If we assess our situation from an asset perspective Subud Australia is very wealthy, but that is on paper. We have a number of properties worth an estimated 10-12 million dollars in total. However we are not willing to sell them  – even in areas where the membership is shrinking.

 

What do we need to do to make our organisation more effective?

 

•       Charge Membership Fees?

•       Reduce the responsibility of the National Committee?

•       Give the groups more autonomy?

•       Increase the funding and business responsibilities of the National, leaving the  local to focus on the needs of the members?

•       Start to create properly remunerated, long-term administrative positions?

•       Make local chairs/groups responsible for some of the national duties and get rid of the national committee, as we currently know it?

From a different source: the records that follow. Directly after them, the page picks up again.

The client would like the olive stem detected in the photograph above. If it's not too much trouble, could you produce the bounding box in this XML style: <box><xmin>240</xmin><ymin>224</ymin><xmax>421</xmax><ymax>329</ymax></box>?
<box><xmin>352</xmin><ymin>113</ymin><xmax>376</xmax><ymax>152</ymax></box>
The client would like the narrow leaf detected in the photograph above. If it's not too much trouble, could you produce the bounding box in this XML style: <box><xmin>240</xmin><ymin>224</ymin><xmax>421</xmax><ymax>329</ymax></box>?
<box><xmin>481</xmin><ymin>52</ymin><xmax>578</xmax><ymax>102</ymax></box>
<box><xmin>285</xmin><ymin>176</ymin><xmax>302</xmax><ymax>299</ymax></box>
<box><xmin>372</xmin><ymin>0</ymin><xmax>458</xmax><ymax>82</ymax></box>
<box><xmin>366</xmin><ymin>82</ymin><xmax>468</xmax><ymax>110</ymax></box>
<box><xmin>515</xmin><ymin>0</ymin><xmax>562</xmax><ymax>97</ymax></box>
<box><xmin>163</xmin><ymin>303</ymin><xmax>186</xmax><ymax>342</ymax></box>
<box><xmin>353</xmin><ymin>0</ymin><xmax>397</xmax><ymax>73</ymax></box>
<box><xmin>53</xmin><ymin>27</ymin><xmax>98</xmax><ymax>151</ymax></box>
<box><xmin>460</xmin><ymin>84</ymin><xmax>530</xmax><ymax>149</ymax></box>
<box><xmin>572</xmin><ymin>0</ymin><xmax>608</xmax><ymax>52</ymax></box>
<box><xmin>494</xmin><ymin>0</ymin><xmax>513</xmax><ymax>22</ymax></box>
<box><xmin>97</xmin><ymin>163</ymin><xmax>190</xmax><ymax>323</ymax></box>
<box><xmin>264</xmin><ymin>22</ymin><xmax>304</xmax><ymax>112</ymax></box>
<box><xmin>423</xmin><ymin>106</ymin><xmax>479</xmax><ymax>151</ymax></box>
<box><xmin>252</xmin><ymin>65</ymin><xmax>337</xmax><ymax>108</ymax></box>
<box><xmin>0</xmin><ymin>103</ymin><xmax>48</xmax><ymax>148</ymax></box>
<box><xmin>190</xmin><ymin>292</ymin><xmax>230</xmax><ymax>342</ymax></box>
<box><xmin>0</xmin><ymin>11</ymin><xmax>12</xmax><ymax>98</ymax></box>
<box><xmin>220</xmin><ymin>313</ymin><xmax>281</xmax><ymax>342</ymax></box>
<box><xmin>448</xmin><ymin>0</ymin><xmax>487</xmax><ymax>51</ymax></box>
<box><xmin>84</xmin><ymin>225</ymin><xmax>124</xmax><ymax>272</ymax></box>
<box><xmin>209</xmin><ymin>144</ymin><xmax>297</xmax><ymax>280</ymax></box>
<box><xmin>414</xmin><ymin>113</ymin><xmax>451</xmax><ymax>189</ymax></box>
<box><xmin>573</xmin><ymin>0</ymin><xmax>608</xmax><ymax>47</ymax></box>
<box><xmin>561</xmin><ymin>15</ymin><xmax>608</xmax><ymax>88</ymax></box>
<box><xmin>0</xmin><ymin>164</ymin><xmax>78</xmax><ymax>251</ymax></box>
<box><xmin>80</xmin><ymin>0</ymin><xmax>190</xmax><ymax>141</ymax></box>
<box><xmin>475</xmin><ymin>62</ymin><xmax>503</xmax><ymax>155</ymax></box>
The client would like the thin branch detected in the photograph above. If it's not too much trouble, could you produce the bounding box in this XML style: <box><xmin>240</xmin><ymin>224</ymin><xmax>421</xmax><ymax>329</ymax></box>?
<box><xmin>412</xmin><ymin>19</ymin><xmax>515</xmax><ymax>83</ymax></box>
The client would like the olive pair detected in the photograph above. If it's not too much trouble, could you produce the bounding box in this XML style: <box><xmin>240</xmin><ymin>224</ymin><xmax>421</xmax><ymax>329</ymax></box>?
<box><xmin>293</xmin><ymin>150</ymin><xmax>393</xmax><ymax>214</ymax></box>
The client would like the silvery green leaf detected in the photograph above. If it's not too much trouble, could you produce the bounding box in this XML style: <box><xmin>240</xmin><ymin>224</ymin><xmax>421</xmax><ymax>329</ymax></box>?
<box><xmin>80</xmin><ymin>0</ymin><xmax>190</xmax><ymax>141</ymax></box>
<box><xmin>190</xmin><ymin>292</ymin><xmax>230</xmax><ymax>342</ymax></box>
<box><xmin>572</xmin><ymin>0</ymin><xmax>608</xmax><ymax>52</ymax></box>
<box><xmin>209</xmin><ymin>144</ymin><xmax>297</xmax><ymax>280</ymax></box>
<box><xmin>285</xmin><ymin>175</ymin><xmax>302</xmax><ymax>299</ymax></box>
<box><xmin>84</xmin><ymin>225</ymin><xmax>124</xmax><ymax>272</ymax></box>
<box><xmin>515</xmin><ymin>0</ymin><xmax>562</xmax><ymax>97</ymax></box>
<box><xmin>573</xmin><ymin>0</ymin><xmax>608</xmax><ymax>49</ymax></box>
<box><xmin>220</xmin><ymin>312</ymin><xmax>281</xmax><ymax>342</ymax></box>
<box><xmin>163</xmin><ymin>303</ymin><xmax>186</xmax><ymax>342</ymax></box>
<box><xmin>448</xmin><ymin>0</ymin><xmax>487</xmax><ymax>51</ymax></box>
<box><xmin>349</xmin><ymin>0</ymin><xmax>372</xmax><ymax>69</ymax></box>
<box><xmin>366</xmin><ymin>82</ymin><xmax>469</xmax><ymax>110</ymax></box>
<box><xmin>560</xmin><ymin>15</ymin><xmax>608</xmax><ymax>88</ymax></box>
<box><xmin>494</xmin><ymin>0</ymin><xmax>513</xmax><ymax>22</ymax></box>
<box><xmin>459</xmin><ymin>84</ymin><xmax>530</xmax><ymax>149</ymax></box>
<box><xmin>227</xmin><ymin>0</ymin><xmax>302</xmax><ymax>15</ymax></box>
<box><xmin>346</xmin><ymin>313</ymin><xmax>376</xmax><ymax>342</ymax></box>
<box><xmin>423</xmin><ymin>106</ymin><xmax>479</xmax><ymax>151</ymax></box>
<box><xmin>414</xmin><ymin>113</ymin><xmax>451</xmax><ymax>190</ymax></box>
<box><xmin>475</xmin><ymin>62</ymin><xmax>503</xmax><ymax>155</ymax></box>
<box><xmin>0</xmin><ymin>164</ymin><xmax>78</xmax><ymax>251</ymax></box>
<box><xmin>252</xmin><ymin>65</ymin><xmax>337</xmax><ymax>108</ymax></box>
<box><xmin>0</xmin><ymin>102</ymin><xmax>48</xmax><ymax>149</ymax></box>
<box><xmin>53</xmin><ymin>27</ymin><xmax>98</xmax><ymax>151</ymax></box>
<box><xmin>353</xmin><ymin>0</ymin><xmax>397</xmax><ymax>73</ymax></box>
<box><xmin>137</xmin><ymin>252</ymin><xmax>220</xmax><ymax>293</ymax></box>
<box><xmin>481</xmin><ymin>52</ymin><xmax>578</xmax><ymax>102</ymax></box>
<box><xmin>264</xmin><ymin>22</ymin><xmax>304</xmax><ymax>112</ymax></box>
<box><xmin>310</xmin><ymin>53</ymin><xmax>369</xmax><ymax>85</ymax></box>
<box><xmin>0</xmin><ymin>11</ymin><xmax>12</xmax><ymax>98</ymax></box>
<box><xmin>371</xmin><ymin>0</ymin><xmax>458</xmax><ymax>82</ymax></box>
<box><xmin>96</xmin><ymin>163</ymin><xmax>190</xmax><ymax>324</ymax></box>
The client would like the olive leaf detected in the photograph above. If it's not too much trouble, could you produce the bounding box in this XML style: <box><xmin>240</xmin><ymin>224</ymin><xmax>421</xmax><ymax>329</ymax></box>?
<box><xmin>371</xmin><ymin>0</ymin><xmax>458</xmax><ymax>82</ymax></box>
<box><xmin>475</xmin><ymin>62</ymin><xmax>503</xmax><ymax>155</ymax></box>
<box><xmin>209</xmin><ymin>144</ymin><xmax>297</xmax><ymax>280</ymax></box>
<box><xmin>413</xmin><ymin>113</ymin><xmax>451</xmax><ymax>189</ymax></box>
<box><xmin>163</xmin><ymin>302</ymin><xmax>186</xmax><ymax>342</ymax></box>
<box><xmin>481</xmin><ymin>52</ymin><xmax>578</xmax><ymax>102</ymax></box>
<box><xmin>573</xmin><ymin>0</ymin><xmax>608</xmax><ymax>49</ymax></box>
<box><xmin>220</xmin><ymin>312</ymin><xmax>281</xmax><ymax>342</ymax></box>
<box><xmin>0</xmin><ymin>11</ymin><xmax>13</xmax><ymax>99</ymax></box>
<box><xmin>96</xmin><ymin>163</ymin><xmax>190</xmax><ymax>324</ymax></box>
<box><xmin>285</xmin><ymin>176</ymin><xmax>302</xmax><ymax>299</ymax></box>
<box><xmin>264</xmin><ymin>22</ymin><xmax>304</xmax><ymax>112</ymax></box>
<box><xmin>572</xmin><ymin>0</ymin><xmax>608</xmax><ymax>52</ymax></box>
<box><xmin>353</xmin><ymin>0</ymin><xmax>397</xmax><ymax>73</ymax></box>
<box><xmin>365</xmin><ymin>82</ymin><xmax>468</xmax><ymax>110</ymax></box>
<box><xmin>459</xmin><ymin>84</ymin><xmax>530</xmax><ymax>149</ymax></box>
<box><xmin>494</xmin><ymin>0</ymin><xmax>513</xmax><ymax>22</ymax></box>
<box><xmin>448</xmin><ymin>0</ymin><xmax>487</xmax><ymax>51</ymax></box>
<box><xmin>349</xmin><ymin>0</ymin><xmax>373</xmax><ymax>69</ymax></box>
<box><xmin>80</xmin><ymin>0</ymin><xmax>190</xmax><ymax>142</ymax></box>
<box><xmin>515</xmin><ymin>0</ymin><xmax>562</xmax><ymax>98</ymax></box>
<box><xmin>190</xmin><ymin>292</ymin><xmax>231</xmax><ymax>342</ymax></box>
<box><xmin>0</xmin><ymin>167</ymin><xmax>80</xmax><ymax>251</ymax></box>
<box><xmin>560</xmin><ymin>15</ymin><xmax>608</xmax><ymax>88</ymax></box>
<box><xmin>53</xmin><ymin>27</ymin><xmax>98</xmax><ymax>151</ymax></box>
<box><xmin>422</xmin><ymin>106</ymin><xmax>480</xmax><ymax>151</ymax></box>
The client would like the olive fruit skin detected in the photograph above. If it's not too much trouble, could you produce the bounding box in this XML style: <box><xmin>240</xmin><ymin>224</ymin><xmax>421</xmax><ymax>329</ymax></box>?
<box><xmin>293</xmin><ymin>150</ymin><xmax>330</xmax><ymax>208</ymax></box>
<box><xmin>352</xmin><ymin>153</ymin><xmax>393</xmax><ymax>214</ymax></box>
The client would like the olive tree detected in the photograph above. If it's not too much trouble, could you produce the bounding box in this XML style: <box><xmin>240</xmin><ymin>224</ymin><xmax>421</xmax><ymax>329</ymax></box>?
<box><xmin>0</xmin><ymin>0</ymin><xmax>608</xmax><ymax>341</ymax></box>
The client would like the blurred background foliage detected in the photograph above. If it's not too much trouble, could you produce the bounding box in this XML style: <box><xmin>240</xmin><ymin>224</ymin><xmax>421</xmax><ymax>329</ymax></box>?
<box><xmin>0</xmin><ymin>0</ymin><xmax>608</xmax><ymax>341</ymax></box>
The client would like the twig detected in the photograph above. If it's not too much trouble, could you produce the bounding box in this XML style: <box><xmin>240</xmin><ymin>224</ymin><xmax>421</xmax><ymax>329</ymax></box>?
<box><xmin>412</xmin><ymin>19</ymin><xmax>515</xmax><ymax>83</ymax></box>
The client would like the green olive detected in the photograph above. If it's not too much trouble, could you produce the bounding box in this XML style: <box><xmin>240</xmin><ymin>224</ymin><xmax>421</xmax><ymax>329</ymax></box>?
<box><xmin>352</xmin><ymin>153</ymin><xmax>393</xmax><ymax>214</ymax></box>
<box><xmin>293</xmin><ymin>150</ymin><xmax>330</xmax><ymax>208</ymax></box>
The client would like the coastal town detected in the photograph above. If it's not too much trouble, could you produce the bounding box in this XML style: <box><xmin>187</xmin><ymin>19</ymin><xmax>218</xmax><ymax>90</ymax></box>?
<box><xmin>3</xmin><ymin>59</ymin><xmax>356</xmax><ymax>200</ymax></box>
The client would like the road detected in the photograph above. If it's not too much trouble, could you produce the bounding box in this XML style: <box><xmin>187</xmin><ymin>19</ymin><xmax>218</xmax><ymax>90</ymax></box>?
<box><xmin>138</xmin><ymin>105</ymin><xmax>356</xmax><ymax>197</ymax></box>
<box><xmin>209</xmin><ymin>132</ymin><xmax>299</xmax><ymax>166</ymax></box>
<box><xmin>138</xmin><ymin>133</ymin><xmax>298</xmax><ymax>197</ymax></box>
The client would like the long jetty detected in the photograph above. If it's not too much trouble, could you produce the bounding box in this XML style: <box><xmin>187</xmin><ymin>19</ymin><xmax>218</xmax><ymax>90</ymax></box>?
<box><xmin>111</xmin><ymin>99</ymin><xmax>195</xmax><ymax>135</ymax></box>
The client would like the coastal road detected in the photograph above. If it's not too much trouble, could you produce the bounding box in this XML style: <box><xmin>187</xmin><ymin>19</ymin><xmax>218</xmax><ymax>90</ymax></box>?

•       Sell our properties?

•       Do something to grow our membership?

 

As our ex Prime Minister John Howard pointed out, Australia has an ageing population. So does Subud Australia. If we do not do something constructive to address this issue, Subud Australia as we know it will cease to exist.

 

I think we need to engage with our local helpers and national helpers to feel our way through to an agreement on a way forward that is based on concrete and realistic objectives.

 

Let’s set out a possible future vision: what Subud would look like with far less administration, far more energy being put into value, and 2400 new members.